Pour envelopper tout ça, le cinéaste imprime sa marque à coup de plans-séquence et entremêle en permanence ses dialogues de citations d’auteurs célèbres (Joyce, Baudelaire, Balzac, Stevenson…), d’extraits d’œuvres d’art (Velasquez…), sans oublier quelques allusions au 7ème art. On y trouvera enfin Raymond Devos dans l’une des dernières scènes pour un monologue d’anthologie à la fois drôle et touchant comme lui seul peut nous en donner.

Pierrot le Fou : œuvre manifeste de Godard

Pierrot le Fou, road trip intellectuel, figure majeure de la nouvelle vague, cas d’école par excellence et formidable précurseur du mouvement de mai 68, apparaît comme l’œuvre la plus représentative de Jean-Luc Godard, cinéaste lunaire qu’on retrouvera par mimétisme dans le personnage de Ferdinand, dont le rapport à l’art est omniprésent. Anna Karina, compagne de Jean-Luc Godard de 1961 à 1968, compose quant à elle un personnage énergique, enfantin, bourré de vie, qui lui vaudra d’être considérée aujourd’hui encore comme l’égérie de la Nouvelle Vague.

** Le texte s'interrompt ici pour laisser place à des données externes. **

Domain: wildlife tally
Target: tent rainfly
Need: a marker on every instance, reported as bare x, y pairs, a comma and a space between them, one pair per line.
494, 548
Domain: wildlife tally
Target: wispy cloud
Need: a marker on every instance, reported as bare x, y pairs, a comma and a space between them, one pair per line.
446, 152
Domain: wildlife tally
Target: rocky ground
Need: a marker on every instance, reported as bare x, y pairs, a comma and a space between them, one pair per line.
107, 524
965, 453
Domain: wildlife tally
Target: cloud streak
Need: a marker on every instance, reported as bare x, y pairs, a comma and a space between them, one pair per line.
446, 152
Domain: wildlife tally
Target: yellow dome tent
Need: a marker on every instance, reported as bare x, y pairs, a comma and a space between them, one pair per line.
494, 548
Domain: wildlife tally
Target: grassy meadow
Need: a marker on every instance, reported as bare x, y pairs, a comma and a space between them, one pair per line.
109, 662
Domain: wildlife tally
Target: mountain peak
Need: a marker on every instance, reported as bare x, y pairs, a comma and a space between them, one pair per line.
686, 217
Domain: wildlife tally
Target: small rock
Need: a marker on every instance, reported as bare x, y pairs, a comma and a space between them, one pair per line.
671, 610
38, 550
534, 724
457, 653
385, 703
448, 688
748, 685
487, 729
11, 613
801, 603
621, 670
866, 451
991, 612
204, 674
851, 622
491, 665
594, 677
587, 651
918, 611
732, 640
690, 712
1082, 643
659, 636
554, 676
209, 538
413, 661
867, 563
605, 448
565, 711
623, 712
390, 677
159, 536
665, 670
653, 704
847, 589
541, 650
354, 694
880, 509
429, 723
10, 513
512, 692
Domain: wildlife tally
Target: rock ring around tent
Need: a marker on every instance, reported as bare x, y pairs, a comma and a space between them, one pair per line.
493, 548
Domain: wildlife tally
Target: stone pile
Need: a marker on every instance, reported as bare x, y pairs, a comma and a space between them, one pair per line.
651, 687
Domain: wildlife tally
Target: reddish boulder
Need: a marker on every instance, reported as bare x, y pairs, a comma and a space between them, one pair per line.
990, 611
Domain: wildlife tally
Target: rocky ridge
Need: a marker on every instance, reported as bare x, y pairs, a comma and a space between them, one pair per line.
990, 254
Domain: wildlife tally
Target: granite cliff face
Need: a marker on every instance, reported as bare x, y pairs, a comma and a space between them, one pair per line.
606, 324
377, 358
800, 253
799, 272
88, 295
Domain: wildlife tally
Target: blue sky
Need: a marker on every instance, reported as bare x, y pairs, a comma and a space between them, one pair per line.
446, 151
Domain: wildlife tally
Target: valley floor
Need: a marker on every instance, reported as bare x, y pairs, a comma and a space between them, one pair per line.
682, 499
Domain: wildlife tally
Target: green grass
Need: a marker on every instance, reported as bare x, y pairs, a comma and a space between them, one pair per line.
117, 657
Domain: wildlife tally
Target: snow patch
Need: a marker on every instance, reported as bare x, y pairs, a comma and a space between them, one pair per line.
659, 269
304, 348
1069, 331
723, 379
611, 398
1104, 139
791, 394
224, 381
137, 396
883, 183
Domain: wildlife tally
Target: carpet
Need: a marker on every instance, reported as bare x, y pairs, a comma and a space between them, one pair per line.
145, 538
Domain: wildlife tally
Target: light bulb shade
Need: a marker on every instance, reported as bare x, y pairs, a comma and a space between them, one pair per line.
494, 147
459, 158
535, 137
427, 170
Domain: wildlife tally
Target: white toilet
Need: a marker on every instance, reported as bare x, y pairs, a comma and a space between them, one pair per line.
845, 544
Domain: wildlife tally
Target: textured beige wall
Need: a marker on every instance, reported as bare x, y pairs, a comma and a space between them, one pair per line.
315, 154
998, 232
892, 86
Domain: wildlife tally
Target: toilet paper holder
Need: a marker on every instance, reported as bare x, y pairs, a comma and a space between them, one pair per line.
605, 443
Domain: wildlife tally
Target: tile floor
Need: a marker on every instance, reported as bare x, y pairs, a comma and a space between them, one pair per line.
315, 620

Lorsque j’ai démarré Pierrot le Fou, j’ai d’abord été sceptique, cartésien et critique devant un rendu à la fois foutraque, nombriliste et profondément confus. Je ne comprenais pas ce qui se tramait à l’écran. Seul Belmondo parvenait à m’emmener avec lui dans ses lubies littéraires. Puis je me suis progressivement surpris à y trouver beaucoup de choses, à commencer par moi-même. Bercé par des dialogues passionnants et une mise en scène faussement flemmarde, réconforté de trouver en Ferdinand et Marianne un morceau de ma propre existence. Je n’ai alors plus lâché Pierrot jusqu’à la fin et vous conseille dès à présent d’en trouver le début.

PS : Pour ceux qui se plaignent encore de la mort de Marion Cotillard dans Batman, je vous invite à voir celle de Anna Karina dans Pierrot le Fou et on en reparle.

– Tu me parles avec des mots, et moi je te regarde avec des sentiments.

– On va faire quelque chose, tu vas me dire ce que tu aimes, ce dont tu as envie, et moi pareil.

– Le ciel, la mer bleue, les oiseaux… Et toi ?

– L’ambition, l’espoir, le mouvement des choses, les accidents…

– Tu vois, j’avais raison il y a 5 ans, on se comprend jamais toi et moi.